Markus Riedler hat vor 34 Jahren im Wohnzimmer seines Opas in Eisenerz mit der Vermarktung von Heavy-Metal-Musik begonnen. Heute ist Napalm Records das weltweit größte Independent Heavy Metal Plattenlabel mit mehr als 100 Mitarbeitern mit Niederlassungen in Eisenerz, Berlin und New York.

Der Kindberger Markus Hackl ist seit knapp 25 Jahren journalistisch in der Obersteiermark aktiv und seit 2025 als freiberuflicher Journalist tätig. Für die Leserinnen und Leser der Rundschau bittet er Menschen zum Gespräch, die in der Region viel bewegen und entsprechend etwas zu erzählen haben.
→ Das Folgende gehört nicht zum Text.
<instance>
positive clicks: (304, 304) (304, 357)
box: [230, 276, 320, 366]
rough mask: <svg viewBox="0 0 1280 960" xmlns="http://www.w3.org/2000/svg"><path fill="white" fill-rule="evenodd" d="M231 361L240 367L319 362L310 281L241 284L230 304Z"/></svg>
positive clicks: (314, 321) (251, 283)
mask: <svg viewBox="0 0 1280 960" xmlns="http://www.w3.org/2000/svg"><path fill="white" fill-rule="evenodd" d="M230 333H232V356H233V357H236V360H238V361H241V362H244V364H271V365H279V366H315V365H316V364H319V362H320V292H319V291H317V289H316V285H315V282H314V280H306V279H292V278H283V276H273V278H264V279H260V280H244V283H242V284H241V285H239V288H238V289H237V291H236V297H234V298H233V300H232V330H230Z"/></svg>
Markus Hackl: Seit 1992 gibt es Napalm Records. Was damals im Wohnzimmer des Opas begonnen hat, ist heute ein weltweit agierendes Unternehmen. Haben Sie damals vor 34 Jahren gedacht, wie weit die Reise jemals gehen könnte?
Markus Riedler: Natürlich nicht. Ich war damals noch Schüler in der HAK. Angetrieben hat mich die Leidenschaft zur Heavy-Metal-Musik, das Wirtschaftliche blieb damals noch stark im Hintergrund. Ich habe aber schnell gemerkt, dass mein Tun auf fruchtbaren Boden fällt und dass die Nachfrage schnell gestiegen ist. Bald habe ich gespürt, dass man damit auch wirtschaftlich auf soliden Beinen stehen kann, obwohl ich zu Beginn sozusagen als soziale Absicherung mich für ein BWL-Studium inskribiert habe. Meine Mutter hätte mich zu Beginn doch eher am Erzberg beschäftigt gesehen, als ein selbstständiger Unternehmer. Ich habe damals das Unternehmen ganz ohne Fremdkapital aufgebaut und immer nur das ins Unternehmen reinvestiert, das ich vorher verdient habe.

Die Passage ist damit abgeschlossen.